The Balloonist can be found on Amazon
December 2019 – Black Sheep by Susan Hill
‘Powerful… Poignant, bleak and haunting, this is a small masterpiece’ Sunday Mirror
Brother and sister, Ted and Rose Howker, grew up in Mount of Zeal, a mining village blackened by coal. They know nothing of the outside world, though both of them yearn for escape. For Rose this comes in the form of love, while Ted seizes the chance of a job away from the pit. But neither can truly break free and their decisions bring with them brutal consequences…
‘Gripping all the way to its unexpected end’ Spectator
This is a little gem of a book, short but gripping. Ms Hill describes the pit village in all its gritty reality – the home of tired people struggling day by day with the harsh reality of mining life, crowded housing, back-breaking daily labour; a place some feel compelled to stay whilst others seek escape. The houses are dirty, not from want of a woman’s touch but from the all-pervading coal dust which blackens everything, including the lives of people for whom mere existence is hard leaving little time for enjoyment or expressions of love.

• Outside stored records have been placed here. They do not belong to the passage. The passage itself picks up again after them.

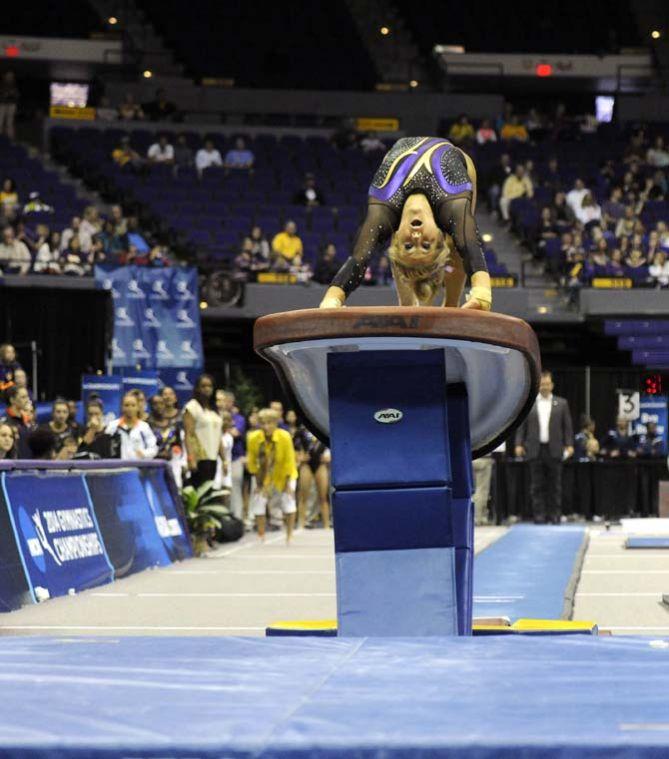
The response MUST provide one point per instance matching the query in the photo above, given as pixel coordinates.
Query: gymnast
(421, 201)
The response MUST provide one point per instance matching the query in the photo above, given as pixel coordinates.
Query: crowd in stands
(582, 222)
(266, 462)
(33, 243)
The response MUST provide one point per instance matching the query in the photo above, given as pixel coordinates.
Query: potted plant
(205, 510)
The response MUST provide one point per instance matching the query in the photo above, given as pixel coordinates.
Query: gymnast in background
(421, 204)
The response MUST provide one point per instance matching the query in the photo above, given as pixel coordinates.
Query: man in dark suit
(545, 438)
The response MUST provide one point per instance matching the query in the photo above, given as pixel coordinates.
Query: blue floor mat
(527, 572)
(295, 697)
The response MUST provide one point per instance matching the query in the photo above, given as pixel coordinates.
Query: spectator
(576, 194)
(118, 220)
(7, 442)
(89, 226)
(129, 110)
(309, 195)
(287, 246)
(137, 440)
(371, 143)
(659, 269)
(171, 405)
(207, 157)
(35, 204)
(8, 366)
(203, 430)
(588, 212)
(613, 208)
(625, 225)
(183, 154)
(14, 254)
(59, 427)
(650, 444)
(161, 151)
(9, 198)
(552, 178)
(326, 266)
(225, 403)
(517, 185)
(95, 442)
(658, 155)
(461, 131)
(545, 438)
(271, 462)
(16, 414)
(105, 111)
(616, 265)
(126, 157)
(73, 260)
(563, 216)
(586, 445)
(260, 245)
(496, 179)
(160, 108)
(514, 131)
(9, 98)
(619, 443)
(485, 133)
(239, 157)
(546, 230)
(41, 444)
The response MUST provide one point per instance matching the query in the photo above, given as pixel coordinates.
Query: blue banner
(156, 316)
(146, 381)
(653, 408)
(109, 391)
(56, 533)
(63, 531)
(182, 381)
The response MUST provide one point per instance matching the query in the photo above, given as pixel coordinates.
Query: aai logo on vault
(388, 415)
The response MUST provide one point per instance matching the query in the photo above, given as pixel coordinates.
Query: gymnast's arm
(457, 219)
(376, 230)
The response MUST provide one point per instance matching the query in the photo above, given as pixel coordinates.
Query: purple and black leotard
(427, 165)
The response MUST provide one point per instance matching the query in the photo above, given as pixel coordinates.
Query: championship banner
(56, 534)
(108, 389)
(156, 316)
(146, 381)
(182, 381)
(653, 408)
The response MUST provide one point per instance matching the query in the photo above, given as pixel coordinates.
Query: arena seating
(215, 213)
(30, 176)
(285, 47)
(593, 27)
(648, 340)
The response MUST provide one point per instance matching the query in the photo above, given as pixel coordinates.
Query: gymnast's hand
(334, 298)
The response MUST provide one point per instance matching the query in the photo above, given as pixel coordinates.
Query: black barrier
(606, 489)
(69, 526)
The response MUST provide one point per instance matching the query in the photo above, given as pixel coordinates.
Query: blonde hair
(424, 277)
(268, 415)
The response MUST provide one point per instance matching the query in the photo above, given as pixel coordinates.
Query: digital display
(69, 94)
(604, 105)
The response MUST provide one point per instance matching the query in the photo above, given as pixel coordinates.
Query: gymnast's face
(418, 232)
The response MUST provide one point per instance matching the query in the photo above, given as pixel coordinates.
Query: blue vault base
(295, 697)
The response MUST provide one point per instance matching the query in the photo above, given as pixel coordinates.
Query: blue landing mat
(527, 572)
(647, 543)
(296, 697)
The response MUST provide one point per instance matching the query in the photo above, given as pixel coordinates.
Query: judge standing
(545, 439)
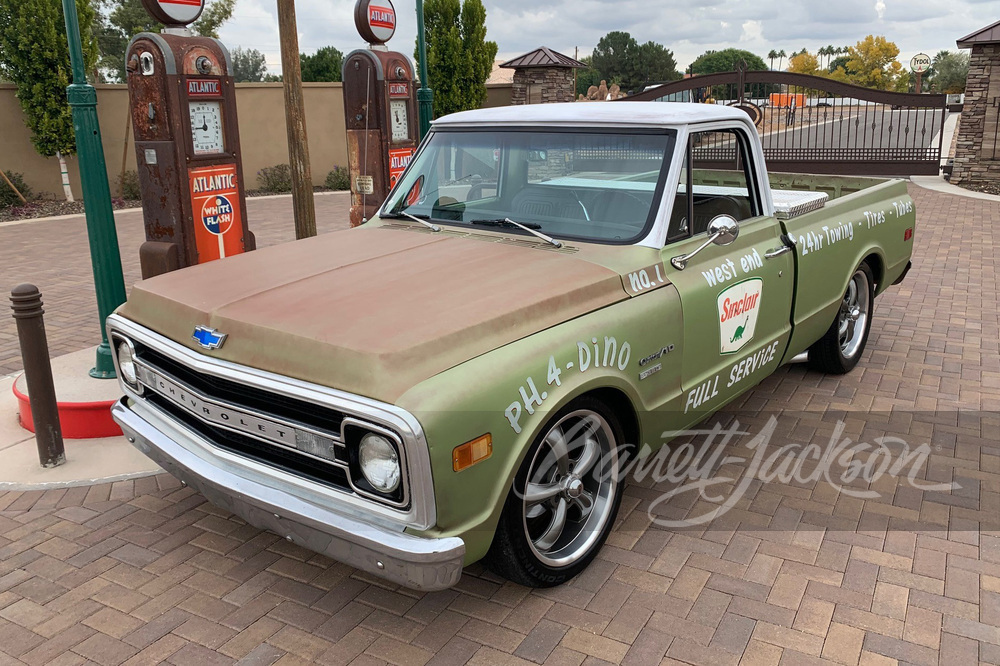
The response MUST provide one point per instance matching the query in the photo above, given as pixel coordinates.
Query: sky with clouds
(687, 29)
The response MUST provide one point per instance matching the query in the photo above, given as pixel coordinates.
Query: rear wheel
(564, 499)
(840, 348)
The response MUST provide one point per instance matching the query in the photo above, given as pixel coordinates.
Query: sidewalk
(54, 255)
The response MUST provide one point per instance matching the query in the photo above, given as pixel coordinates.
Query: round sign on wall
(174, 12)
(375, 20)
(920, 63)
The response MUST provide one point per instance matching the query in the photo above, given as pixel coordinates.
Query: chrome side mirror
(722, 230)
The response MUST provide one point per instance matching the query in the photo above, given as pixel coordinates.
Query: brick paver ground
(54, 256)
(797, 573)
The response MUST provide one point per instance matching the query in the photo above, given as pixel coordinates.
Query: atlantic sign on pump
(174, 12)
(215, 205)
(375, 20)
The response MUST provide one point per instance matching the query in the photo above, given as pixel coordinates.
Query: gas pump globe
(183, 109)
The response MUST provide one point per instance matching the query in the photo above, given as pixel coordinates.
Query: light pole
(104, 254)
(425, 96)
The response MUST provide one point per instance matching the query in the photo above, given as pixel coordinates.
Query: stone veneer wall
(556, 84)
(977, 151)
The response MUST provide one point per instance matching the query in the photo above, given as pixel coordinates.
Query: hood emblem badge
(209, 338)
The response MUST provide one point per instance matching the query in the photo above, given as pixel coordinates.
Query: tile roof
(988, 35)
(542, 57)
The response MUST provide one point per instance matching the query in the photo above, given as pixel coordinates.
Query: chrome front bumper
(414, 562)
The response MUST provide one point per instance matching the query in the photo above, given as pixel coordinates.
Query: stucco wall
(261, 109)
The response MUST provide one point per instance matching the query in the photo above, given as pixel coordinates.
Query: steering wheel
(586, 213)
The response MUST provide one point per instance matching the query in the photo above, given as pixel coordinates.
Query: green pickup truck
(547, 290)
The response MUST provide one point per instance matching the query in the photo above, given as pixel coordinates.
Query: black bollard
(26, 302)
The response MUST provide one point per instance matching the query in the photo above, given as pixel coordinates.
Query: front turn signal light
(470, 453)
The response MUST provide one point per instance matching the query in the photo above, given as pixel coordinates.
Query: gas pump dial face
(400, 126)
(206, 128)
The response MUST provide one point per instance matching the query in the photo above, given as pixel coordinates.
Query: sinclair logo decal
(739, 306)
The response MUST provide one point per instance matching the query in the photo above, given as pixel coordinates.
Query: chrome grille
(290, 434)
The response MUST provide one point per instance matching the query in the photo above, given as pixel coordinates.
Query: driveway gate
(812, 124)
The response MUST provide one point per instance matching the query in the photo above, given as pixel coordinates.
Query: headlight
(379, 462)
(126, 363)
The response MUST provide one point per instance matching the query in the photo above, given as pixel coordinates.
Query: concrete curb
(73, 216)
(939, 184)
(55, 485)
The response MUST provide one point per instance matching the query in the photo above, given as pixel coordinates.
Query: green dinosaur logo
(738, 335)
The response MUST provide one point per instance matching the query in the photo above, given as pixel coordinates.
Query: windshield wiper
(422, 219)
(530, 227)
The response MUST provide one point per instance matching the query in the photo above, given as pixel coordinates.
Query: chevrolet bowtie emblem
(208, 338)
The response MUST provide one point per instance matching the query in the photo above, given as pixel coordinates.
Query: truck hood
(374, 310)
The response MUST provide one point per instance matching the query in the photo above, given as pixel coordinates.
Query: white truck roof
(623, 113)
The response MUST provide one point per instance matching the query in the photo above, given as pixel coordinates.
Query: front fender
(512, 392)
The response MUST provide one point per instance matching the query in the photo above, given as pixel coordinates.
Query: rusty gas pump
(380, 110)
(187, 143)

Yet love is there, buried deep in the close-knit community, whether it be the love of family or the love of neighbours. Ms Hill describes how support is offered to those who find it hard to make ends meet, and for those who are affected by the tragedy which all mining communities fear (no spoilers). Black Sheep is a bleak novel in many ways, yet that bleakness holds the reader through the atmospheric descriptions and the well-written characters. The reader will find themselves sympathising with Rose whose options were so limited that there was little hope of her ever finding a way out of the gruelling life which her mother had lived, and with Ted who finds the path out of the village to the clean air of the hills and the fulfilling life of working with animals. But will he be able to hang on to his freedom or will duty call him back?
The ending of this short novel is as moving as it is unexpected. Anyone who is familiar with Ms Hill’s work will not be expecting a hearts and flowers love story, but her deceptively simple style evokes a depth of understanding of people placed alongside the allegorical view of life as three levels of existence. Her description of Mount of Zeal – the ‘hell’ of the pit, the ‘world’ of the Middle Terrace, and the ‘Paradise’ that awaits those who can escape to the upper slopes of the hills which surround the pit and beyond – reflect the struggles that we all undergo in life. This book will not be for everyone, but I urge you to try it. Whether you read it as a simple tale of village life or look for deeper meaning, Black Sheep is a book which will stay with you long after you turn the last page.